This week the global environmentalist movement commemorated “Earth #Overshoot Day,” which marks the moment when the world population had supposedly consumed all the Earth’s resources allocated for 2016—fruit and vegetables, meat and fish, water and wood—and so began to “overexploit” the planet.
Each year, an environmental advocacy group called the Global Footprint Network (GFN) calculates the day when the year’s available resources run out and mankind begins overconsuming nature. In 2015, “Earth Overshoot Day” was celebrated on August 13, in 2000 it was at the end of September and now, in 2016, it fell on August 8.
“We use more ecological resources and services than nature can regenerate through overfishing, overharvesting forests and emitting more carbon dioxide into the atmosphere than forests can sequester,” the group exclaims on its website.
“On August 8, 2016, we will have used as much from nature as our planet can renew in the whole year,” GFN announces.
According to a breathless article in the French daily Le Monde, complete with infographics, we would need 1.6 “earths” in order to sustain humanity’s current level of consumption.
Fear of consuming all the earth’s resources is as old as human population studies, with their most celebrated exponent—Rev.

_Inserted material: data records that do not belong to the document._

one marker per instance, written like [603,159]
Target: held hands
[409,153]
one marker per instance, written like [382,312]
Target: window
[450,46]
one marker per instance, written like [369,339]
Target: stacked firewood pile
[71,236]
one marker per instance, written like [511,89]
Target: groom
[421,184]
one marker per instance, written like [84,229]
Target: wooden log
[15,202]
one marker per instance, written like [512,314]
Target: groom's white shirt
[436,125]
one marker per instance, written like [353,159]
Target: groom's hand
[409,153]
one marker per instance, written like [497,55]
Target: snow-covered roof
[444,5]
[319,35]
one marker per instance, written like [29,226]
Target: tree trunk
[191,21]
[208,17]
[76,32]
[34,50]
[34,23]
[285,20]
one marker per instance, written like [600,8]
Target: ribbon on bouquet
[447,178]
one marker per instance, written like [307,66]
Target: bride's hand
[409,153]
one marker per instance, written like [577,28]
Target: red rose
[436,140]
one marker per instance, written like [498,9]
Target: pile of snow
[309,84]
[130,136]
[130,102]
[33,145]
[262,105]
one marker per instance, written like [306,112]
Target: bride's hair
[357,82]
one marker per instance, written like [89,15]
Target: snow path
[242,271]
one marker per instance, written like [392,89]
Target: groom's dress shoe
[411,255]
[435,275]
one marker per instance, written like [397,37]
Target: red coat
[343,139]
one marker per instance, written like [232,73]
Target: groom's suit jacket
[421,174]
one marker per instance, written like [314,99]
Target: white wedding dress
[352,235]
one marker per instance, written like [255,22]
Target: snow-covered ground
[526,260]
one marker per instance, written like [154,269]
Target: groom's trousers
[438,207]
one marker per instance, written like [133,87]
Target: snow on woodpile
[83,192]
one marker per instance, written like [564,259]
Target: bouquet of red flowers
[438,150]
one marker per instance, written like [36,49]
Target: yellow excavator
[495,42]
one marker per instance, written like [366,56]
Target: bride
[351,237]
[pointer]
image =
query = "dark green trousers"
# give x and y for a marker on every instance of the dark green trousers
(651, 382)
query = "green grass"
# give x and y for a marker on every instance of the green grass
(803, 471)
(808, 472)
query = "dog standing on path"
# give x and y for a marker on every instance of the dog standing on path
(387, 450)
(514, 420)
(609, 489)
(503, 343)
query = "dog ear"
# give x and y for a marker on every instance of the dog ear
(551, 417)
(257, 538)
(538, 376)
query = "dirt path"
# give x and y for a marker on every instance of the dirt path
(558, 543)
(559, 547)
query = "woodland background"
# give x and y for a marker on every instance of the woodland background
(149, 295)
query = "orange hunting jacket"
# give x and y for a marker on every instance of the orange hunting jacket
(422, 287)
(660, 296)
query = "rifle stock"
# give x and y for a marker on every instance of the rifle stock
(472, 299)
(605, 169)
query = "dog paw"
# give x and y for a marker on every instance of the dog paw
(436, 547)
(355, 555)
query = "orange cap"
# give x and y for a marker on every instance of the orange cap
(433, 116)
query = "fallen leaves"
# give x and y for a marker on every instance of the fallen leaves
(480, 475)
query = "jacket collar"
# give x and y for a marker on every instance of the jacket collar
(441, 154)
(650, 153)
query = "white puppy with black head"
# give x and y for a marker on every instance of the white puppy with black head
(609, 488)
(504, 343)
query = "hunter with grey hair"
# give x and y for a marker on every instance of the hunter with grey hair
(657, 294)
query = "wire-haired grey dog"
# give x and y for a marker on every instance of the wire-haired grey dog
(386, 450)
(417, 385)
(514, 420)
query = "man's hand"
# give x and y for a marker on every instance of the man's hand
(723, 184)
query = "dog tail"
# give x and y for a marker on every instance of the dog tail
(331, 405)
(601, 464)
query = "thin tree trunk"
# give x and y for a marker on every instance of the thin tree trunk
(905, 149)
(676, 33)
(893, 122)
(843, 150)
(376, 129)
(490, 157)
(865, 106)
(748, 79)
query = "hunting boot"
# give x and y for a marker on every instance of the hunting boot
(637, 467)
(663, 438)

Thomas Malthus—having already laid out his apocalyptic theories in the late 18th century. In his 1798 Essay on the Principle of Population, Malthus described in now-familiar terms how population growth would soon exceed man’s ability to produce food, leading to mass starvation and wars.
Despite Malthus having been proved spectacularly wrong—since food production grew at a far faster rate than the population—Neo-Malthusian theories have emerged sporadically in the intervening years, with one of the most famous examples being Paul R. Ehrlich’s 1968 doomsday bestseller: The Population Bomb.

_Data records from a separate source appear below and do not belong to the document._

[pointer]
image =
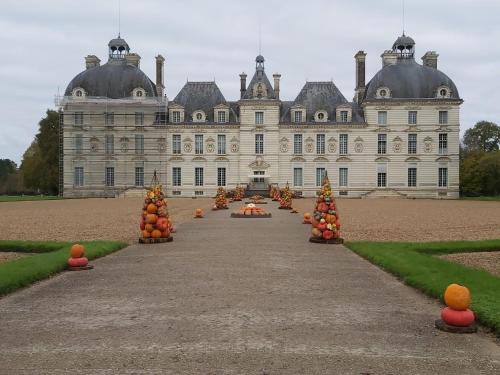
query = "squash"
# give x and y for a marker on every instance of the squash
(78, 262)
(457, 297)
(151, 218)
(457, 318)
(77, 251)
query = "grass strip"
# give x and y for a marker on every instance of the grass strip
(416, 265)
(51, 260)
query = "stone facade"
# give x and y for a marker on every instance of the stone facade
(385, 142)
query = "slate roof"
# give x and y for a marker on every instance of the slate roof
(409, 80)
(196, 96)
(115, 80)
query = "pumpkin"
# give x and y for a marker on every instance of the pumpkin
(162, 224)
(457, 318)
(316, 232)
(151, 218)
(78, 262)
(327, 234)
(152, 208)
(77, 251)
(457, 297)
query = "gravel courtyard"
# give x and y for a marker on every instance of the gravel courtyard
(362, 219)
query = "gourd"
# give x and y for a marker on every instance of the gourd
(457, 297)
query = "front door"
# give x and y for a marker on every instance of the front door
(259, 182)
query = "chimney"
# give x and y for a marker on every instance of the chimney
(92, 61)
(159, 75)
(360, 76)
(389, 57)
(243, 84)
(430, 59)
(133, 59)
(277, 77)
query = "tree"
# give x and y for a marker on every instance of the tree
(40, 163)
(484, 136)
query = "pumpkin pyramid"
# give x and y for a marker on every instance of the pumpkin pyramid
(286, 198)
(325, 220)
(155, 223)
(220, 200)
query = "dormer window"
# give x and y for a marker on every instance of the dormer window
(199, 116)
(383, 93)
(443, 92)
(320, 116)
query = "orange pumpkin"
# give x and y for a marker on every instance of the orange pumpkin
(77, 251)
(457, 297)
(151, 218)
(152, 208)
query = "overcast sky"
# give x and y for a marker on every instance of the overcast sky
(44, 44)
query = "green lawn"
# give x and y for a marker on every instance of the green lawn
(19, 198)
(50, 258)
(415, 264)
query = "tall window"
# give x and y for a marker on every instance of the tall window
(221, 144)
(382, 175)
(176, 176)
(259, 118)
(78, 143)
(221, 116)
(412, 177)
(259, 143)
(382, 144)
(109, 118)
(198, 176)
(443, 117)
(139, 175)
(221, 176)
(297, 116)
(443, 143)
(109, 144)
(320, 144)
(443, 177)
(412, 117)
(110, 176)
(320, 175)
(176, 144)
(176, 116)
(78, 180)
(139, 118)
(343, 144)
(78, 118)
(343, 176)
(412, 143)
(139, 144)
(198, 144)
(297, 177)
(297, 144)
(382, 117)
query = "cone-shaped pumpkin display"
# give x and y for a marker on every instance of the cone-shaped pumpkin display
(325, 219)
(155, 223)
(286, 198)
(220, 200)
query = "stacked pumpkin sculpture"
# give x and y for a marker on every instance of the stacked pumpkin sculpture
(77, 260)
(286, 198)
(155, 223)
(457, 317)
(325, 220)
(220, 200)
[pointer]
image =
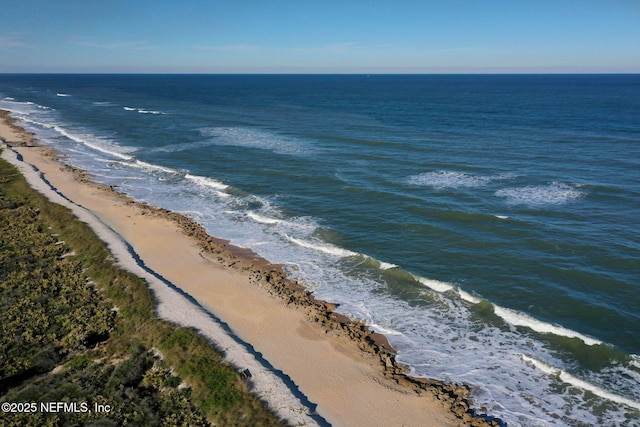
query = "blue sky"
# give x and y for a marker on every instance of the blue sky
(330, 36)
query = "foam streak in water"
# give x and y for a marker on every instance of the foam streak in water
(577, 382)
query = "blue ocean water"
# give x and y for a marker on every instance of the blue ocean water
(487, 224)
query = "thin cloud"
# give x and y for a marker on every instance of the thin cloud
(230, 48)
(140, 45)
(12, 41)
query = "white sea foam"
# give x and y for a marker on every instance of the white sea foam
(520, 319)
(386, 265)
(90, 141)
(444, 179)
(635, 361)
(555, 193)
(254, 138)
(155, 168)
(577, 382)
(436, 285)
(512, 317)
(263, 219)
(207, 182)
(382, 330)
(323, 247)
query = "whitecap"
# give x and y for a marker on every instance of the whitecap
(255, 138)
(443, 179)
(263, 219)
(579, 383)
(521, 319)
(435, 285)
(207, 182)
(555, 193)
(323, 247)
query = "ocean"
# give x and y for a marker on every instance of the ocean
(488, 225)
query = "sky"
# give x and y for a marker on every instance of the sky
(320, 36)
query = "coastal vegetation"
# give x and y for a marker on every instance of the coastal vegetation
(76, 328)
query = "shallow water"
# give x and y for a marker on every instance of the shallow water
(486, 224)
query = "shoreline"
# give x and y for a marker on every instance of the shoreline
(333, 362)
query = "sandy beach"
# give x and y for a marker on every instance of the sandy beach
(313, 366)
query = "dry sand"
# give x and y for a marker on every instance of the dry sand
(307, 375)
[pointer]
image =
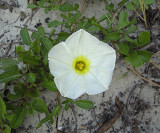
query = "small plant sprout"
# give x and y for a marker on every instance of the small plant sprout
(82, 64)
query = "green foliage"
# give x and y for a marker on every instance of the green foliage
(18, 117)
(2, 109)
(144, 38)
(31, 80)
(39, 105)
(54, 23)
(84, 104)
(25, 36)
(9, 75)
(123, 20)
(31, 77)
(50, 85)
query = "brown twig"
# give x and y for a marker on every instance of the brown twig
(133, 70)
(154, 64)
(56, 118)
(32, 14)
(109, 124)
(83, 5)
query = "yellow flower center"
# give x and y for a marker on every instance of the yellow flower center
(81, 65)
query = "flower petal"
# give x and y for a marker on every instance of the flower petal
(92, 85)
(77, 88)
(58, 68)
(100, 49)
(61, 53)
(70, 85)
(81, 42)
(106, 61)
(103, 76)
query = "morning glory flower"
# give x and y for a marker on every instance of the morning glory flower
(81, 64)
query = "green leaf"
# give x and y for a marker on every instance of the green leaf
(44, 120)
(25, 36)
(7, 129)
(36, 36)
(20, 89)
(144, 55)
(51, 33)
(93, 29)
(13, 96)
(131, 29)
(134, 59)
(47, 43)
(100, 27)
(113, 36)
(130, 40)
(20, 49)
(123, 48)
(56, 111)
(124, 75)
(62, 36)
(32, 6)
(109, 7)
(8, 62)
(31, 77)
(10, 116)
(50, 85)
(41, 31)
(36, 47)
(28, 59)
(9, 75)
(66, 8)
(123, 20)
(18, 118)
(45, 60)
(144, 38)
(74, 17)
(130, 6)
(39, 105)
(2, 109)
(149, 2)
(66, 106)
(122, 3)
(54, 23)
(76, 6)
(34, 92)
(84, 104)
(102, 18)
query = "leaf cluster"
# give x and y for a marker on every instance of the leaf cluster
(28, 82)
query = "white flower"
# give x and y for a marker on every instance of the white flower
(81, 64)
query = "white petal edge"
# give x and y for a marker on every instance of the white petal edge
(77, 88)
(106, 61)
(103, 76)
(70, 85)
(100, 49)
(61, 53)
(91, 85)
(81, 42)
(58, 68)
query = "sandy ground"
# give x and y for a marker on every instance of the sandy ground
(137, 105)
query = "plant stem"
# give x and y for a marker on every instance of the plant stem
(133, 70)
(154, 64)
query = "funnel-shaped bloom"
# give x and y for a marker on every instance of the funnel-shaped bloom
(81, 64)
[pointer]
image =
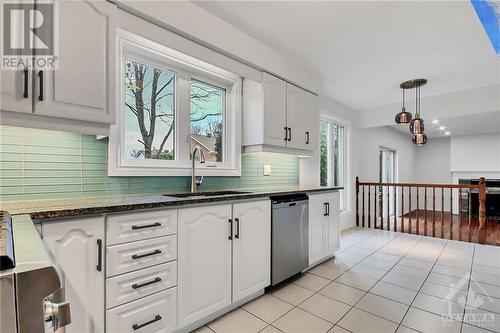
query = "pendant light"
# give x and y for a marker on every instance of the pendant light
(417, 124)
(403, 117)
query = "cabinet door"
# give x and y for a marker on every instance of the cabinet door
(297, 116)
(204, 261)
(16, 90)
(251, 248)
(73, 245)
(317, 227)
(333, 224)
(274, 110)
(81, 86)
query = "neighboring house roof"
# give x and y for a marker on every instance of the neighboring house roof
(206, 141)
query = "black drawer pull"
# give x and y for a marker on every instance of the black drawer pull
(139, 285)
(138, 256)
(138, 326)
(99, 255)
(144, 226)
(25, 92)
(40, 76)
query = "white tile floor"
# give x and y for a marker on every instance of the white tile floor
(382, 281)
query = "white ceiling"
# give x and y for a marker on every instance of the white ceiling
(363, 50)
(488, 122)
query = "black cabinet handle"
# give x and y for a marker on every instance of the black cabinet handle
(40, 77)
(140, 285)
(99, 255)
(237, 234)
(25, 73)
(144, 226)
(135, 327)
(139, 256)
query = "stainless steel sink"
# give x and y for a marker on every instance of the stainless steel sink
(201, 195)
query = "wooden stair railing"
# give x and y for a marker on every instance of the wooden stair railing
(410, 220)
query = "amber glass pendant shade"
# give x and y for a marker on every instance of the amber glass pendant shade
(403, 117)
(417, 125)
(419, 139)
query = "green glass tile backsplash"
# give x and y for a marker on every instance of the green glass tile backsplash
(43, 164)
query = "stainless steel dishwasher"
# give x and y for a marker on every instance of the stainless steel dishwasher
(290, 236)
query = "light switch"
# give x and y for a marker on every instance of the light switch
(267, 169)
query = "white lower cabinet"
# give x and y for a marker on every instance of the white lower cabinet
(152, 314)
(75, 245)
(324, 219)
(224, 256)
(204, 261)
(251, 248)
(131, 286)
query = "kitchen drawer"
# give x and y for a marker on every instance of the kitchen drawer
(131, 286)
(125, 228)
(129, 257)
(152, 314)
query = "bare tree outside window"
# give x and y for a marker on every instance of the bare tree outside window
(207, 119)
(150, 112)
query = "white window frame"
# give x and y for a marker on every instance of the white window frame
(332, 120)
(185, 67)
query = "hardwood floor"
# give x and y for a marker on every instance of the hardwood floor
(461, 230)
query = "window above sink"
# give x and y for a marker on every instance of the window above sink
(170, 102)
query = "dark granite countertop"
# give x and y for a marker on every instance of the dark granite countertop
(58, 208)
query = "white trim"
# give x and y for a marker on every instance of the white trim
(345, 194)
(185, 67)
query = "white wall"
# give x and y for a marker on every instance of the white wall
(475, 153)
(193, 22)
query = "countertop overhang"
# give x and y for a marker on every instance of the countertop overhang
(61, 208)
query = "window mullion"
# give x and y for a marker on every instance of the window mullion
(183, 118)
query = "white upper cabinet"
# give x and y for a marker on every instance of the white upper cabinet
(297, 117)
(81, 86)
(324, 229)
(278, 116)
(275, 98)
(251, 248)
(15, 89)
(77, 247)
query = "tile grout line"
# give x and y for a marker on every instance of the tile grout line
(435, 261)
(317, 292)
(379, 281)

With its over-the-top forecasts of global disaster, Ehrlich’s book caused generalized pandemonium in the 1970s by creating fears of a global population explosion.
Ehrlich sold the world the idea that mankind stood on the brink of Armageddon because there was simply no way to feed the exponentially increasing world population. The opening line set the tone for the whole book: “The battle to feed all of humanity is over.”
Being a well-credentialed scientist—as a biologist lecturing at Stanford University—Ehrlich’s trumpet blare of the end times struck many as the plausible theory of an “expert.”
In the book, Ehrlich laid out the catastrophic future of the planet. He predicted that hundreds of millions would starve to death in the 1970s (and that 65 million of them would be Americans), that already-overpopulated India was doomed, and that odds were fair that “England will not exist in the year 2000.”
Needless to say, human history proved Ehrlich wrong as well, although many young people today still cling to the myth of overpopulation—testimony to the enduring legacy of a well-told lie.